ORANGEVILLE – A judge’s decision has reversed two authorizations for a tower in the planned Stony Creek Wind Farm.
State Supreme Court Justice Patrick NeMoyer ruled Jan. 4 in favor of property owner Robert White, who said the planned wind turbine was too close to his hunting cabin off Bantam Road.
The decision nullifies the special use permit and site plan approvals for tower T-28.
NeMoyer ruled the planned turbine was improperly sited within 1,320 feet of White’s cabin. He also dismissed Stony Creek LLC’s counterclaim that the cabin is not a dwelling.
White’s cabin is a one-story structure of about 200 square feet and classified as by the town assessor as a seasonal residence, according to the decision.
The planned turbine was slated to be 426.4 feet tall. It would have been located within 800 to 900 feet of the cabin, within the Town of Orangeville’s setback requirement.
NeMoyer’s decision sidesteps many of the arguments presented by both sides – focusing instead on legal definitions and requirements regarding the cabin and tower.
He found that Stony Creek mapped numerous small dwellings in Orangeville to meet setback requirements. But it failed to seek a variance for White’s cabin because the company failed to discern its existence and location – not because the structure wasn’t a dwelling, as the developer maintained.

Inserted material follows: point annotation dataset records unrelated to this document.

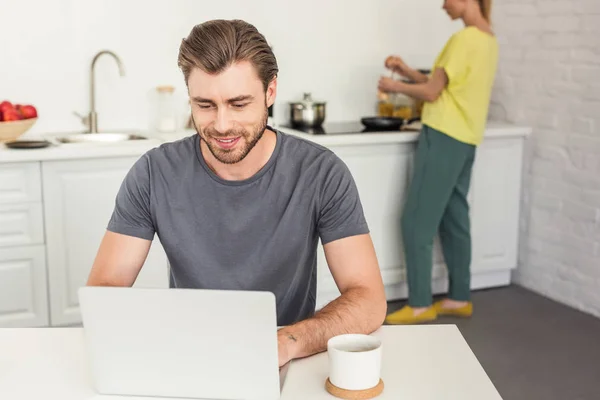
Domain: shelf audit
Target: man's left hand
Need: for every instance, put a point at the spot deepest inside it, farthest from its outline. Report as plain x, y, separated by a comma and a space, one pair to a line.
285, 345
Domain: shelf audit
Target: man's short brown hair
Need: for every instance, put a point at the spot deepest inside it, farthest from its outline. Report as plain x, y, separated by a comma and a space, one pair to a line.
215, 45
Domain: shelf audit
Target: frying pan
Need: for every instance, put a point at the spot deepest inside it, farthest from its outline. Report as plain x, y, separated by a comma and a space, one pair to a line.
385, 123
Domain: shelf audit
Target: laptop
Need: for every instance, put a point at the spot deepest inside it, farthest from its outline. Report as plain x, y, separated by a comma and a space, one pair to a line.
190, 343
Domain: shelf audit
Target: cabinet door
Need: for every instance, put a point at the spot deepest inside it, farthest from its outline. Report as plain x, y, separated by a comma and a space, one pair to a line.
495, 198
23, 293
79, 198
382, 200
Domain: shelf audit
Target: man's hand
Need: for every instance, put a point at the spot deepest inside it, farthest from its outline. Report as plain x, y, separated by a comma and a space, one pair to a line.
286, 344
397, 65
387, 85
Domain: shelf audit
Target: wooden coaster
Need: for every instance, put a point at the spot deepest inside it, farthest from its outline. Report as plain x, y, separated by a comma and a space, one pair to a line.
354, 394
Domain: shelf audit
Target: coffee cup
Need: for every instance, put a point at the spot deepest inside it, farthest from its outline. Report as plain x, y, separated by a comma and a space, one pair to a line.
354, 361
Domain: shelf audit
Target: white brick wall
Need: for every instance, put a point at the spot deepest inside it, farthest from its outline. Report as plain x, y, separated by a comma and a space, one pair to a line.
549, 78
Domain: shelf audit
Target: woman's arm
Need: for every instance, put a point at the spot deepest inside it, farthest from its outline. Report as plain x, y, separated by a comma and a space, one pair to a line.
398, 65
428, 91
416, 76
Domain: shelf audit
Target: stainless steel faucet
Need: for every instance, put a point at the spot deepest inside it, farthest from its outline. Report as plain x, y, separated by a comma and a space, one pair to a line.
91, 120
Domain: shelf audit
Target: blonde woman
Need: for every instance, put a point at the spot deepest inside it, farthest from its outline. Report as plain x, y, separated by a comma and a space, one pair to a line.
457, 96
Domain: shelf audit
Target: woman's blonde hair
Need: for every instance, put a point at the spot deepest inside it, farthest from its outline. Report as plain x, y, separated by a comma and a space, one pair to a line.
486, 9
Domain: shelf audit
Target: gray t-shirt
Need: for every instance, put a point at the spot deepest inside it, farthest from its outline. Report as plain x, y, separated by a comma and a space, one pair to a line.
257, 234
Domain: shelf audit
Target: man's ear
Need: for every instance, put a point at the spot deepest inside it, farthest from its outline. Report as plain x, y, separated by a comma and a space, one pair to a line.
271, 92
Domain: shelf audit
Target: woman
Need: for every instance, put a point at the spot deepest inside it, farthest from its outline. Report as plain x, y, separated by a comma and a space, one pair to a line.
457, 96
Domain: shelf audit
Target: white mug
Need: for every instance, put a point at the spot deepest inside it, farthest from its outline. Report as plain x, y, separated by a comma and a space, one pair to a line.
354, 361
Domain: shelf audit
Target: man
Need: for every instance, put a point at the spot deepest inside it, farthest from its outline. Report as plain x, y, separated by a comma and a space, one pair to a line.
241, 206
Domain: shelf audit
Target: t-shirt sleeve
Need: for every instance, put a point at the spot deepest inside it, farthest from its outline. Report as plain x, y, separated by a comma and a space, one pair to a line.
341, 214
454, 58
132, 214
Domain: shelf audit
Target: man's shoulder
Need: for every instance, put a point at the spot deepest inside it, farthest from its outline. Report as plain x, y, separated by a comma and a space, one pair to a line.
301, 149
172, 151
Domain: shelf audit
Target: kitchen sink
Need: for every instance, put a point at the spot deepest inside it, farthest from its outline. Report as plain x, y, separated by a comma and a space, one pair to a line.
99, 138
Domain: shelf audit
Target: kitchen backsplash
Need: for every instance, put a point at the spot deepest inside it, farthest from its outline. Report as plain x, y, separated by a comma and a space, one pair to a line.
333, 49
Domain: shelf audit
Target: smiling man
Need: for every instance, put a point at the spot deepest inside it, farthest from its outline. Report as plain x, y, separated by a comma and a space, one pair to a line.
242, 206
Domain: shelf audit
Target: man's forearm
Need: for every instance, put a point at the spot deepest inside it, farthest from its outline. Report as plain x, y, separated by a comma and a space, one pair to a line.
420, 91
417, 76
358, 310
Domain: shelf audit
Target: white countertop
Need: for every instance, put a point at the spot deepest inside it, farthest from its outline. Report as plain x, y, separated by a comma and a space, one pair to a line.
136, 148
424, 362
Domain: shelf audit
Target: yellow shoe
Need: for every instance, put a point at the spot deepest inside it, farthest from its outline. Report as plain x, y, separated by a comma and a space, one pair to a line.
406, 315
464, 311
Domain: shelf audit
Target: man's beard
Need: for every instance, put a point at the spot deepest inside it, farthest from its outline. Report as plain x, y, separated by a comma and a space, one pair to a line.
246, 143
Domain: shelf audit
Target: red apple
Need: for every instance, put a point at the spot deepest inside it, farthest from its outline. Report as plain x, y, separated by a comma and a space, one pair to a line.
11, 115
6, 105
27, 111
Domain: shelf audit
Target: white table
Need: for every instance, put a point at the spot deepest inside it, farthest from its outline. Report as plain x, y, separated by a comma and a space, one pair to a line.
419, 362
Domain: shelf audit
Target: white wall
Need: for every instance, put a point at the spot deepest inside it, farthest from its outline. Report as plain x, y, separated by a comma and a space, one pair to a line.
548, 78
333, 48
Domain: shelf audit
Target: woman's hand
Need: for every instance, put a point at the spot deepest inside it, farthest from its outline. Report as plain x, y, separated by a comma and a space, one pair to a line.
397, 65
387, 85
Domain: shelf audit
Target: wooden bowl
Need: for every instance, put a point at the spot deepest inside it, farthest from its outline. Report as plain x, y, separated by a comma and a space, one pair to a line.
11, 130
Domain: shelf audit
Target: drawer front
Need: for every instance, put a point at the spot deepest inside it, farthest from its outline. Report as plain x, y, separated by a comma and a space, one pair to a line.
23, 287
21, 224
20, 182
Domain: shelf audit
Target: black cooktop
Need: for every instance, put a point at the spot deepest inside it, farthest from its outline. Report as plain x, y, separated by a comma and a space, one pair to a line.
331, 128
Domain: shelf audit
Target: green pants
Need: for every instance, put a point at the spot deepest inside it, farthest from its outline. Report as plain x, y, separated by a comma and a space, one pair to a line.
437, 202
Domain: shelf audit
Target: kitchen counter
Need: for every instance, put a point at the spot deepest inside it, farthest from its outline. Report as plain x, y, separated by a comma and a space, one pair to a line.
49, 364
138, 147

“The upshot is with the apparent single exception of the petitioner’s cabin, the respondents neither intentionally or accidentally sited any windmills within 1,320 feet of any such cabins or seasonal residences,” NeMoyer wrote.
The issue boiled down to whether the cabin is a dwelling, and if the special use plan and variance were valid. NeMoyer ruled the cabin met the dwelling definition, and nullified the permit and site plan for the tower in question.
White is not a participant in the Stony Creek project. He and attorney Deborah J. Chadsey could not be immediately reached for comment Tuesday.
Stony Creek is a subsidiary of the Chicago-based Invenergy. The company plans to continue the project.
“Invenergy is disappointed in the outcome of the recent Article 78 proceeding regarding one of the 59 Stony Creek Wind Farm turbines,” said Eric Miller, Invenergy’s director of business development, in a statement. “However, we remain committed to moving forward with the project, and look forward to building another important source of clean, renewable energy for New York, and providing significant economic benefits to Orangeville and its residents.”
The state Public Service Commission approved the planned wind farm in December.
ORANGEVILLE – What makes a dwelling?
The Jan. 4 decision by State Supreme Court Judge Patrick NeMoyer found that Robert White’s hunting cabin qualifies under town code.
The cabin’s located on White’s 81.5-acre property off Bantam Road. It’s a one-story structure of about 200 square feet and classified as a seasonal residence by the town assessor.
Attorneys for Stony Creek had argued the cabin isn’t a dwelling because it lacks basic amenities including plumbing and a certificate of occupancy. White and his attorney Deborah J. Chadsey maintained it has beds, cabinets, a dining table and cooking area, and that the family spends three or four months per year there.
NeMoyer ruled in favor of White, saying the cabin fits within the town definition: a dwelling or building designed or used by one or more families, with a few exceptions such as hotels and travel trailers.